Procurando corresponder ao amável desafio do meu velho e muito estimado Amigo e companheiro seareiro de letras Jerónimo Nogueira, já me encontro, nessa medida, a escrever algo para esta distinta Revista que agora mui dignamente dirige. Eu, como pessoa cega que também gosta de escrever, comecei, inadvertidamente, a garatujar umas ideias e a caminhar numa universalidade de olhares que mais se afigura ínvia do que clarividente... Mas eu tinha de iniciar um arrazoado qualquer, conducente a um sabe-se lá que tema para este assumido compromisso, ainda que submerso numa espécie de amena cavaqueira de café. E achei que o título escolhido "dá pano para mangas". Aliás, a minha prolixidade não costuma trair-me e a sua sistematização graficofonética sempre me empurra para uma semântica desejável das coisas e dos objetivos, mesmo que, à primeira vista, de somenos importância. E devo dizer que, por vezes me perturba a ausência de tempo no tempo para escrever. Há ideias únicas que só nos ocorrem uma vez na vida, mas que se perdem nos paraísos do pensamento por falta de tempo para as acolher, tratar e registar em acondicionado lugar. Servindo-nos de um neologismo miacoutiano, temos de "abensonhar" a vida, seja na sublimidade do que nos proporciona seja nas adversidades com que nos molesta. A vida é um itinerário singularmente surpreendente e fascinante, como legado divino inviolável e fecundo que nos foi entregue para gerirmos, suportarmos e vencermos, em cada momento, todo o tipo de intempéries, com tristezas ou alegrias, vociferando ou sorrindo-lhes. Só temos de agradecer e de reconhecer muito o estarmos vivos e o pugnarmos incessantemente por uma vida digna e inclusiva, onde todos tenhamos lugar e sem as obstruções invisíveis que, em geral, insistimos em esconder e que não hesitamos em exibir numa qualquer circunstância mais oportunística que nos possa fragilizar e persuadir momentaneamente... Mas podemos negociar e exercitar dentro de nós mesmos resistências e competências pessoais e sociais que dão à emoção e à inteligência, à humildade e à tolerância, à coragem e à generosidade na solidariedade e na partilha, à sensibilidade e à cultura, à harmonia e à esperança, mais poder e mais força para sermos íntegros e indómitos nas nossas convicções e decisões.

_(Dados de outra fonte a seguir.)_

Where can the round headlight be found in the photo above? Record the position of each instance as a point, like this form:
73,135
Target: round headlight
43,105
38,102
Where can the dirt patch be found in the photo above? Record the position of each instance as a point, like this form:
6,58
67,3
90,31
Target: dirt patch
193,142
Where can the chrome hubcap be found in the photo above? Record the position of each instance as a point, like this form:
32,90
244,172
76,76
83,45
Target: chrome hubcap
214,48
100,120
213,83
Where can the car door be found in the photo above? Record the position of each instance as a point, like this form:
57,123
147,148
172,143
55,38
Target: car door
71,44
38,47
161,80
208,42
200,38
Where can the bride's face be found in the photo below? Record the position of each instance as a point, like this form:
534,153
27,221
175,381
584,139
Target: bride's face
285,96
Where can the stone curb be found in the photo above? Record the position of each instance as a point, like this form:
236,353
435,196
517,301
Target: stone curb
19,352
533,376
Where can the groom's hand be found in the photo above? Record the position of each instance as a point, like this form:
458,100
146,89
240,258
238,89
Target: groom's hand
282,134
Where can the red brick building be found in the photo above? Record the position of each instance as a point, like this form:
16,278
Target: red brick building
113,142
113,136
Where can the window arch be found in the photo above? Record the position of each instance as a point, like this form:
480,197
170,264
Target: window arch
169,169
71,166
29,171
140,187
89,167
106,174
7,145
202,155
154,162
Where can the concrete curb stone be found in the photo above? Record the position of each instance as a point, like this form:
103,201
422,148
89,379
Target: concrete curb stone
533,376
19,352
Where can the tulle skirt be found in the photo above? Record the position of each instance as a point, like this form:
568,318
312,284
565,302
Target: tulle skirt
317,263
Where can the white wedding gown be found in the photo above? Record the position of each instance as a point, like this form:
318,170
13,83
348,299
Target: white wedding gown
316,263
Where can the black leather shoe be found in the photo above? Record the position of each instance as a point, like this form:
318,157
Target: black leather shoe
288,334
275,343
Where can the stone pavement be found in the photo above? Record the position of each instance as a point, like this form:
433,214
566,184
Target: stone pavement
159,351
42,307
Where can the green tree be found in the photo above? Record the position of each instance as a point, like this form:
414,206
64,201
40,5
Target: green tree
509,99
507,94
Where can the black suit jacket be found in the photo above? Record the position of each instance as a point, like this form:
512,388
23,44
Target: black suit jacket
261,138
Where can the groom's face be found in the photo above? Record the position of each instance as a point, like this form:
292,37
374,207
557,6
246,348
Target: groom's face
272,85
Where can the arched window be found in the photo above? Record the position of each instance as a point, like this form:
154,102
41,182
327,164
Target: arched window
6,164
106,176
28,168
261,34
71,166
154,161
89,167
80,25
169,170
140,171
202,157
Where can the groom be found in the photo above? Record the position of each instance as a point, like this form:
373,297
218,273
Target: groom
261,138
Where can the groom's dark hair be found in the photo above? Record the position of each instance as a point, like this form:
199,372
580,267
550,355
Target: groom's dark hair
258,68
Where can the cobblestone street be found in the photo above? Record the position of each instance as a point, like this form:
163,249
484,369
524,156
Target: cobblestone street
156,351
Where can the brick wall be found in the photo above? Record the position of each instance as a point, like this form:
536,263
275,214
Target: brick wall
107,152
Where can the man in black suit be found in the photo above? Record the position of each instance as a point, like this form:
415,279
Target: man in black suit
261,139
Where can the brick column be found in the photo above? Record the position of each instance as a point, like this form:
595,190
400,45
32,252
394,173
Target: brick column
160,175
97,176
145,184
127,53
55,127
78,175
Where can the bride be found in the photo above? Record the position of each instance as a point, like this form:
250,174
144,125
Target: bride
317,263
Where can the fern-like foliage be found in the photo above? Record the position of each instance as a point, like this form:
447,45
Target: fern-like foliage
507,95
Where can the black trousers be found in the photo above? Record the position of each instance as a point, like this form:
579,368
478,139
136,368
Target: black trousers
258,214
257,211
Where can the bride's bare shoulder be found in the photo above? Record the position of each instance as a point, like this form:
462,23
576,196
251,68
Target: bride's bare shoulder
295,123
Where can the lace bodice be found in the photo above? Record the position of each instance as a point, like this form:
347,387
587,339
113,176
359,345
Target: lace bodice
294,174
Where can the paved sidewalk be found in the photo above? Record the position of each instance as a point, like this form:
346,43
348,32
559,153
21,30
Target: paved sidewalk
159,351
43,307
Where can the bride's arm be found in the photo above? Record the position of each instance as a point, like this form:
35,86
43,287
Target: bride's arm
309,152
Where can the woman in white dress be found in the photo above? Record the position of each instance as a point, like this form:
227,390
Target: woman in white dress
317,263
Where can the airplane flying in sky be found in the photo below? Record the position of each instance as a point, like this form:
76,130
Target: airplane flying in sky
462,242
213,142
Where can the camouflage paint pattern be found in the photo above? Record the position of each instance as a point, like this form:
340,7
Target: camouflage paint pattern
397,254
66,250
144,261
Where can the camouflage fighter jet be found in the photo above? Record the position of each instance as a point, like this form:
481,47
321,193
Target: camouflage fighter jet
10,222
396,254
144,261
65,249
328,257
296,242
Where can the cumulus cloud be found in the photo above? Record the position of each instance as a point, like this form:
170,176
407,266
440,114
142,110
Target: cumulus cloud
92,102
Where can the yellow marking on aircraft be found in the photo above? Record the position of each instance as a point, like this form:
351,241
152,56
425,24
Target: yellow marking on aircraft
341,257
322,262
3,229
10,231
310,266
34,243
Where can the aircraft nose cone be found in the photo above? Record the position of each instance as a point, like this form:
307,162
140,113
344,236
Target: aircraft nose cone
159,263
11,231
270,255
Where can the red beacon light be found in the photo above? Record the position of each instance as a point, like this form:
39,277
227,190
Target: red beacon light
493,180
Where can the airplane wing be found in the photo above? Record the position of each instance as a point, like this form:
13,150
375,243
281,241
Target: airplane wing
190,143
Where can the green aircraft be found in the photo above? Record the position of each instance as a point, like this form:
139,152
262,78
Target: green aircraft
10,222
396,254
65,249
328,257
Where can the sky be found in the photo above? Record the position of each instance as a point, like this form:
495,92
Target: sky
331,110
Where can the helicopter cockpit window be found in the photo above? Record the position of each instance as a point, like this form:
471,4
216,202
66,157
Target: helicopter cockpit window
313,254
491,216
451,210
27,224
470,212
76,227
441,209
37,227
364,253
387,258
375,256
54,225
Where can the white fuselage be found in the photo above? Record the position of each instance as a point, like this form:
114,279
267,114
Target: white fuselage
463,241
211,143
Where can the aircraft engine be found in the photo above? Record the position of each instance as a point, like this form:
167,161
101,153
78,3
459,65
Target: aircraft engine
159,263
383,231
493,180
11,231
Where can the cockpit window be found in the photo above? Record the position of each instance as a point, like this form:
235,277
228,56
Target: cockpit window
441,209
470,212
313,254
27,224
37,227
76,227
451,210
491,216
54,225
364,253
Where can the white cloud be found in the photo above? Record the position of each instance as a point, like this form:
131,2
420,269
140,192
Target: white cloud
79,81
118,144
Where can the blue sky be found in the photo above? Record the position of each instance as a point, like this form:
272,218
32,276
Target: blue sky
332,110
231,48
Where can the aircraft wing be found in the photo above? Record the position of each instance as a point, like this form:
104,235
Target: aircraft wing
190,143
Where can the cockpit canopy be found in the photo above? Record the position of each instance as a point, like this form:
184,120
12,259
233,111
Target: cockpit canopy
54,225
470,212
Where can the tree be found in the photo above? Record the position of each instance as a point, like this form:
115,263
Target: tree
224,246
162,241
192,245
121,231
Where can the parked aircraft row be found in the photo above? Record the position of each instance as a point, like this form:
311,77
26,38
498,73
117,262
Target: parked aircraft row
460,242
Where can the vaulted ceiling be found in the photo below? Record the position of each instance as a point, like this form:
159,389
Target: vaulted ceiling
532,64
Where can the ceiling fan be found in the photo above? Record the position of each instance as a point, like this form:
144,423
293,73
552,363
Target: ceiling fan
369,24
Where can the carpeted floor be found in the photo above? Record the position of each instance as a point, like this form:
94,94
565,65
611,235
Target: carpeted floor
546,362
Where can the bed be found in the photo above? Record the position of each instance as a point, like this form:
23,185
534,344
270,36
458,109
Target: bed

Creio que ninguém consegue, deliberadamente, dar o seu significativo contributo para humanizar a vida se não tiver prazer solidário no existir, condignamente educomunicando em partilha. O prazer de existir está na naturalidade do viver e conviver, do amar e do saber fazer amar. Embora, secundando Oscar Wilde, viver seja a coisa mais rara do mundo, porque "a maior parte das pessoas" se limita "a existir", a persistência, com empenho e sabedoria, na humanização da vida nunca pode adormecer nem adoecer. Até porque a sabedoria é a parte suprema da felicidade (Sócrates). Mas só podemos ter prazer no existir desde que sejamos solidários e felizes... o que, nessa exata dimensão, e parafraseando Umberto Eco, só pareça ser "para cretinos" a felicidade completa. Não obstante esta afirmação, costumamos sustentar que não podemos deixar desmaiar o sorriso da alma e do rosto, do coração e da própria pele... da lógica e da razão, da emoção e do sentimento... onde adormece, sonha e acorda o nosso bem-estar, estando sempre cientes e interventivos na justificação crítica dos nossos discursos e das nossas ações, palavras e ações de mãos dadas e a falarem a mesma língua.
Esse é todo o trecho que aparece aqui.